Content marketing

7 Experts Share How Marketing Must in Change in 2020

What do the smartest marketing minds in the world want to see happen in 2020? There’s only one way to find out…ask.

In search of answers, we tapped into the network of the B2B Institute, a new think tank here at LinkedIn researching the future of B2B. We asked all of our experts the same question: “What are the big changes you’d like to see in the marketing industry next year?”

Here are their responses:

Rory Sutherland, Vice Chairman, Ogilvy UK

Have we lost sight of the fact that targeting can be overdone? Of these four approaches, which is the best? 1) A poor message, perfectly targeted, 2) A poor message, reasonably well targeted, 3) A great message perfectly targeted, 4) A great message, reasonably well targeted. I would argue that, in the long term, it is 4. 1 might be better than 2, but 4 is better than 3.

Les Binet, Group Head of Effectiveness, adam&eveDDB

I’d like to see businesses rediscovering the awesome selling power of great brand advertising. Stop spamming people with offers and messages they don’t care about. Stop destroying margins with excessive discounting. Stop trying to do “more with less”. Have some courage, and invest in stuff that real people actually see, like and talk about. You’ll find it makes you far more money than any efficiency drive ever could.

Jenni Romaniuk, Research Professor, Ehrenberg-Bass Institute

My answer is 'more informed skepticism’ whereby we are more critical of claims of big, extreme effects from marketing activities and stop wasting time chasing silver bullets.  It would be great to see more R&D that draws from and builds on the Laws of Growth we have.  Double Jeopardy exists, Duplication of Purchase Law exists, Ehrenberg’s Law of Buying frequency exists, so rather than debate the empirically obvious, let’s spend more energy on how to use this information to make better marketing decisions.

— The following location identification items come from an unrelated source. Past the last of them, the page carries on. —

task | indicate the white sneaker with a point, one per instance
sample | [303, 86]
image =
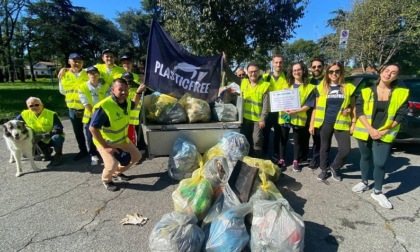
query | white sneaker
[95, 160]
[360, 187]
[382, 200]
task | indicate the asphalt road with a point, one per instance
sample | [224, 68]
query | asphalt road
[66, 208]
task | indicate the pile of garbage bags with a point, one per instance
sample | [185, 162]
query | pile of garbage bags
[210, 215]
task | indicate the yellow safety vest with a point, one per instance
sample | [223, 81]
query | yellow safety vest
[117, 132]
[84, 89]
[299, 119]
[398, 97]
[275, 85]
[135, 113]
[115, 73]
[71, 84]
[39, 124]
[253, 98]
[342, 122]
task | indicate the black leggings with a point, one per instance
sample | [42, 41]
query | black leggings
[343, 141]
[378, 152]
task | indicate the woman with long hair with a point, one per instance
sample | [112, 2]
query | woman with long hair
[297, 78]
[333, 115]
[380, 110]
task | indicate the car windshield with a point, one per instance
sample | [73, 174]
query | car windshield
[414, 86]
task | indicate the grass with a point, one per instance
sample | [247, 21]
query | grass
[13, 97]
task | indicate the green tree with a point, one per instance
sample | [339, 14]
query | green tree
[236, 27]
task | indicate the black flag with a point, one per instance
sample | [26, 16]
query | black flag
[172, 70]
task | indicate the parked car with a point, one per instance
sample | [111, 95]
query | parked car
[410, 127]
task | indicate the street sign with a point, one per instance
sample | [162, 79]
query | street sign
[344, 39]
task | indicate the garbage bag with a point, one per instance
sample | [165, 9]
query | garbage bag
[157, 103]
[276, 227]
[265, 190]
[193, 196]
[172, 114]
[224, 112]
[235, 145]
[228, 231]
[183, 160]
[197, 110]
[271, 170]
[217, 170]
[213, 152]
[175, 232]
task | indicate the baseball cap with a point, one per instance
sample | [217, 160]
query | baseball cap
[127, 75]
[75, 56]
[125, 57]
[107, 51]
[92, 68]
[122, 157]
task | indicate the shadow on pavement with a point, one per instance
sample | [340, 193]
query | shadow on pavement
[163, 182]
[318, 238]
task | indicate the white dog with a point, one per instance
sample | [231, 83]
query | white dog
[19, 140]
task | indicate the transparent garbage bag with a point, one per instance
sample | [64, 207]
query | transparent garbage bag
[183, 160]
[175, 232]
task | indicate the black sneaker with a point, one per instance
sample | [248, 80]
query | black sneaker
[81, 155]
[121, 177]
[111, 186]
[58, 159]
[313, 165]
[322, 176]
[335, 174]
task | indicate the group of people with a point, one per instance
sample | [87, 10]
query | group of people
[103, 102]
[329, 107]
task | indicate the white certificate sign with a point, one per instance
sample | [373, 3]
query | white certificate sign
[284, 100]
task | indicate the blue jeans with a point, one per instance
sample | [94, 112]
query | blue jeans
[78, 130]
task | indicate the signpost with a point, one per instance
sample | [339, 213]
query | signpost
[344, 39]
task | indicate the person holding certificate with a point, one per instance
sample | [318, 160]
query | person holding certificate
[333, 113]
[297, 78]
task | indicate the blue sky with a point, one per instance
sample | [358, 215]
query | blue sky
[313, 24]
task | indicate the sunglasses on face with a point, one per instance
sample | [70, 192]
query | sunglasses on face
[337, 72]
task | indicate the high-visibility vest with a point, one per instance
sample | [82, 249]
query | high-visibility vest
[135, 113]
[84, 89]
[115, 73]
[299, 119]
[117, 132]
[253, 98]
[398, 97]
[71, 84]
[341, 122]
[41, 124]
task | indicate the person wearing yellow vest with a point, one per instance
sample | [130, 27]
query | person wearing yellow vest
[380, 110]
[90, 93]
[109, 127]
[69, 81]
[298, 78]
[255, 94]
[47, 127]
[278, 81]
[317, 70]
[108, 70]
[333, 113]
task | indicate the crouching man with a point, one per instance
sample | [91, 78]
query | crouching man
[109, 128]
[47, 127]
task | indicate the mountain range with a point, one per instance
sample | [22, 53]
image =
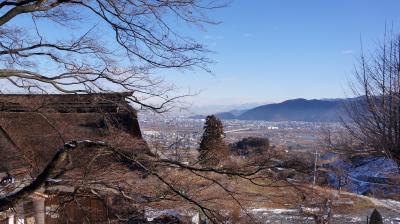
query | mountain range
[326, 110]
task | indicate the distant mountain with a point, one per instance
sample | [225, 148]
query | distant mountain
[326, 110]
[222, 116]
[298, 110]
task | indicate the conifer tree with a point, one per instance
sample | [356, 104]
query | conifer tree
[212, 148]
[376, 218]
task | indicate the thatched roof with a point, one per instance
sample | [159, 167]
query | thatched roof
[32, 127]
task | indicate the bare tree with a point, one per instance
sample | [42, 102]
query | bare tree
[374, 116]
[89, 46]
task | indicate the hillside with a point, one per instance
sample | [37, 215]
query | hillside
[297, 110]
[326, 110]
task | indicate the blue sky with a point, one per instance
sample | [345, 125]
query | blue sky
[273, 50]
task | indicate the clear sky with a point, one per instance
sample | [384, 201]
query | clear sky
[273, 50]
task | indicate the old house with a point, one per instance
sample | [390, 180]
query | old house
[33, 127]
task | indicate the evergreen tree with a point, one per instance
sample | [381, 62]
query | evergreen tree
[375, 218]
[212, 146]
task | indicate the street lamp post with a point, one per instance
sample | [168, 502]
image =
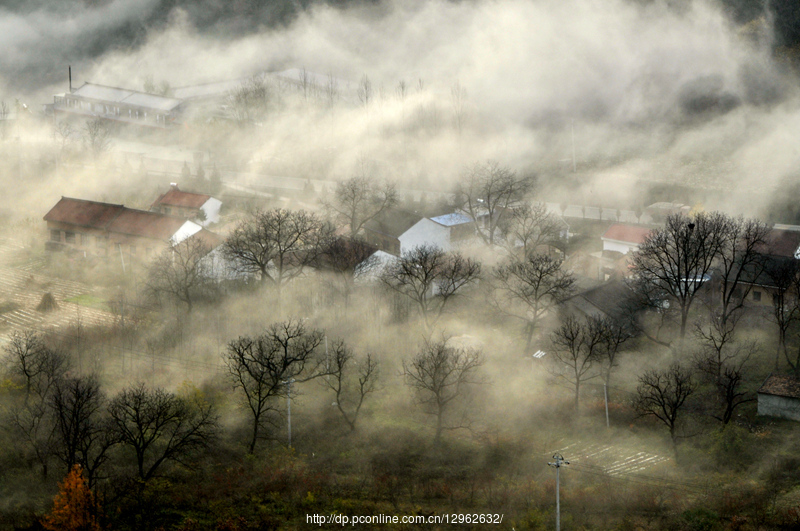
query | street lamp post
[289, 406]
[559, 461]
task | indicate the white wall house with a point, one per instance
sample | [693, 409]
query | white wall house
[211, 210]
[444, 232]
[425, 232]
[624, 238]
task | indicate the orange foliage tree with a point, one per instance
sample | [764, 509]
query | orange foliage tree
[74, 507]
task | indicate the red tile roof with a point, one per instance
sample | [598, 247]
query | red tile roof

Fran Cassidy, Founder, Cassidy Media Partnership

I would like to see more marketers use more commercial language and less jargon. Using jargon outside marketing doesn’t make you intelligent, it makes you irrelevant. I want them to focus on finding the data and metrics that show the margin they can deliver or the market share they can protect or grow. Don’t just rejoice in the reach, prove the profit.

Peter Field, Independent Marketing and Advertising Professional

I’d like 2020 to be the year that marketing’s voice started to be heard more strongly in the c-suites of corporations, encouraging them to think longer term and offer a brand-led growth vision to investors. I’d like it to be the year that marketing turned the corner in its fightback against short-termism and began to roll back the tidal wave of tactical short-term initiatives and disposable creativity that do nothing to build brands. And I’d like 2020 to be the year that big data became used more often as a tool for brand strategy than for activation targeting; that we all realized that the misuse of big data has been a very destructive force over the last decade. In short, I’d like 2020 to be The Year of The Brand.

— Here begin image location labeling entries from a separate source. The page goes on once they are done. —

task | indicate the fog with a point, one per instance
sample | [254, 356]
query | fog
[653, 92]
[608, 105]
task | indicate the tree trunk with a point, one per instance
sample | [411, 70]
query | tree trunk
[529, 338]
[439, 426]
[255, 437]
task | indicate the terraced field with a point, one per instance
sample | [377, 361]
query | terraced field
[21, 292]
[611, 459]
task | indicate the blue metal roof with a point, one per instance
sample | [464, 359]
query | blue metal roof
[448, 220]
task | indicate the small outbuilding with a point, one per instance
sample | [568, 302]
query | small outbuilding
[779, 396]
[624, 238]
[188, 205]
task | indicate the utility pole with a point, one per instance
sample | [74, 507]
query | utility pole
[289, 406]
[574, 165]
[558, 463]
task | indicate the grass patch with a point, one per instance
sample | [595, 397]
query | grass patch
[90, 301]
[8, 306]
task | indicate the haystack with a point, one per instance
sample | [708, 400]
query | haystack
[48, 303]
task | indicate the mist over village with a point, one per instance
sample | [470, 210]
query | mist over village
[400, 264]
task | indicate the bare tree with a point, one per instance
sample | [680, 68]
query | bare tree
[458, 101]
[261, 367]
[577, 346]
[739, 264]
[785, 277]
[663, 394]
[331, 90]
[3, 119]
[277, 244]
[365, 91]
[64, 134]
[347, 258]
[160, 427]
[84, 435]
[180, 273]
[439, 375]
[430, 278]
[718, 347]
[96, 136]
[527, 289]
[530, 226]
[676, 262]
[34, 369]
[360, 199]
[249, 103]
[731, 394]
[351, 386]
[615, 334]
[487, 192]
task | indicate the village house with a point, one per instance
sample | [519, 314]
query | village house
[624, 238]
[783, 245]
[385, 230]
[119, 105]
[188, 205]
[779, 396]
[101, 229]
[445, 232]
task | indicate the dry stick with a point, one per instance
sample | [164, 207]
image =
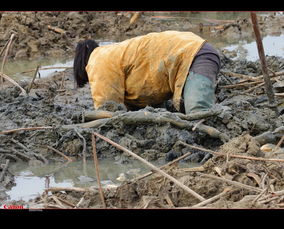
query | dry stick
[279, 143]
[4, 169]
[83, 152]
[26, 128]
[6, 53]
[187, 189]
[61, 154]
[260, 49]
[31, 84]
[84, 146]
[3, 49]
[98, 170]
[233, 155]
[69, 189]
[252, 88]
[2, 75]
[210, 200]
[79, 203]
[235, 183]
[162, 167]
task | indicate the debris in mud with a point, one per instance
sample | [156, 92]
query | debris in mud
[244, 119]
[54, 124]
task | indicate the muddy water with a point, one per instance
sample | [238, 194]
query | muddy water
[31, 181]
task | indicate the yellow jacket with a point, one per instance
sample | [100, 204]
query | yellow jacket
[145, 70]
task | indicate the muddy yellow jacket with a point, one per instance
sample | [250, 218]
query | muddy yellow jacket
[145, 70]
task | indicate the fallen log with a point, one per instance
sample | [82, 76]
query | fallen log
[144, 117]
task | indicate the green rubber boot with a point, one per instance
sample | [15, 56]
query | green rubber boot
[198, 93]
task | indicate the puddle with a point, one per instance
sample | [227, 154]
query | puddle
[273, 46]
[31, 181]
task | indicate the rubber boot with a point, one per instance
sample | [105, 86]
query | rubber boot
[198, 93]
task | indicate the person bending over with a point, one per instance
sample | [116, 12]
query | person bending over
[150, 69]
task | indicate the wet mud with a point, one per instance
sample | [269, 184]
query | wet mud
[246, 119]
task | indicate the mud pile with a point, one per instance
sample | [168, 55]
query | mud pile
[39, 34]
[245, 118]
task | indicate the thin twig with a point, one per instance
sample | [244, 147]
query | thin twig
[5, 55]
[210, 200]
[233, 155]
[84, 147]
[80, 202]
[60, 153]
[4, 169]
[31, 84]
[187, 189]
[46, 68]
[26, 128]
[98, 170]
[279, 143]
[13, 82]
[69, 189]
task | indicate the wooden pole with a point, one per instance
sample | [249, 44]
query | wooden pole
[260, 49]
[98, 170]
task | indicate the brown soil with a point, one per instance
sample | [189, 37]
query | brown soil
[54, 102]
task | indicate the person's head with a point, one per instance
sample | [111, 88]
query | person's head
[82, 54]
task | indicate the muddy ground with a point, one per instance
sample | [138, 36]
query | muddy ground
[39, 34]
[246, 119]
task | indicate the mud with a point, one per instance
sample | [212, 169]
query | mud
[40, 34]
[53, 102]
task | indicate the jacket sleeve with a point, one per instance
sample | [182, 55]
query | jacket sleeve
[106, 83]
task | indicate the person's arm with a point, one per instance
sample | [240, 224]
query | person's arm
[106, 84]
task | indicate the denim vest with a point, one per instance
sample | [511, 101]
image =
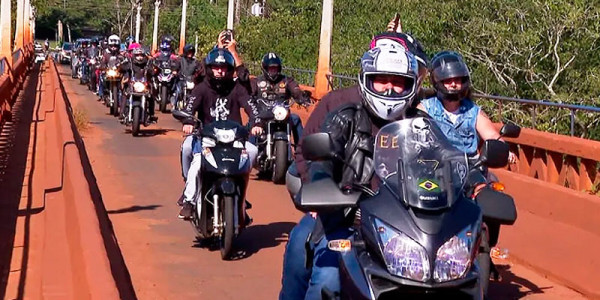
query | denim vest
[463, 133]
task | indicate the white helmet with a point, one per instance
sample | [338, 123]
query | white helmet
[114, 40]
[393, 61]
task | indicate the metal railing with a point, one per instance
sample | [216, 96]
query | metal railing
[571, 107]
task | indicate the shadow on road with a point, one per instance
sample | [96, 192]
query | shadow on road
[16, 136]
[256, 238]
[511, 286]
[133, 209]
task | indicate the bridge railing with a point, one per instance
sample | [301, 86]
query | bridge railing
[12, 73]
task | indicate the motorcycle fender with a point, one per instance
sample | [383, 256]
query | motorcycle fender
[280, 136]
[353, 278]
[227, 186]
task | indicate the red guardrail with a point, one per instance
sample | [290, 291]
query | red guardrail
[12, 75]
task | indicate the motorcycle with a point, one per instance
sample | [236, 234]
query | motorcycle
[220, 210]
[420, 233]
[111, 99]
[137, 113]
[273, 145]
[164, 84]
[84, 71]
[93, 66]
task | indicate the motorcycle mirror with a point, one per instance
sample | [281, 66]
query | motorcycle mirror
[494, 154]
[180, 114]
[510, 130]
[497, 207]
[317, 146]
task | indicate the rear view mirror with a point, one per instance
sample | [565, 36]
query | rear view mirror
[324, 195]
[179, 114]
[497, 207]
[494, 154]
[317, 146]
[510, 130]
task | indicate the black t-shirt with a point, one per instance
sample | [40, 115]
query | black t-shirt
[213, 106]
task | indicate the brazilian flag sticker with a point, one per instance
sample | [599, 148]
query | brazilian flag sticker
[429, 185]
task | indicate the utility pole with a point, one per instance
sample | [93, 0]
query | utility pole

Rob Norman, Industry Advisor and Board Member

1. Focus on the data that matters; find and use signals that are of high value to your company but don’t intrude on your customers right to privacy and confidentiality 2. Filter every decision through the prism of intelligence, imagination and inclusion. More specifically were you smart? Did you go beyond the obvious? Did you take all your stakeholders with you?

Karen Nelson-Field, Founder-CEO, Amplified Intelligence

Advertisers are waking up to the fact that impressions are a diluted and incomparable measure of media value. When many are not human, or not seen due to low viewability, our trading currency is failing advertisers. In 2020, I hope that advertisers will start to understand that attention, and more specifically attentive reach, is a measure that makes sense as part of our trading future. It’s comparable across platforms, it is outward facing (so it considers the viewers behavior not that of the platform), it reflects the vast modal differences across platforms including viewability and it is related to sales outcomes.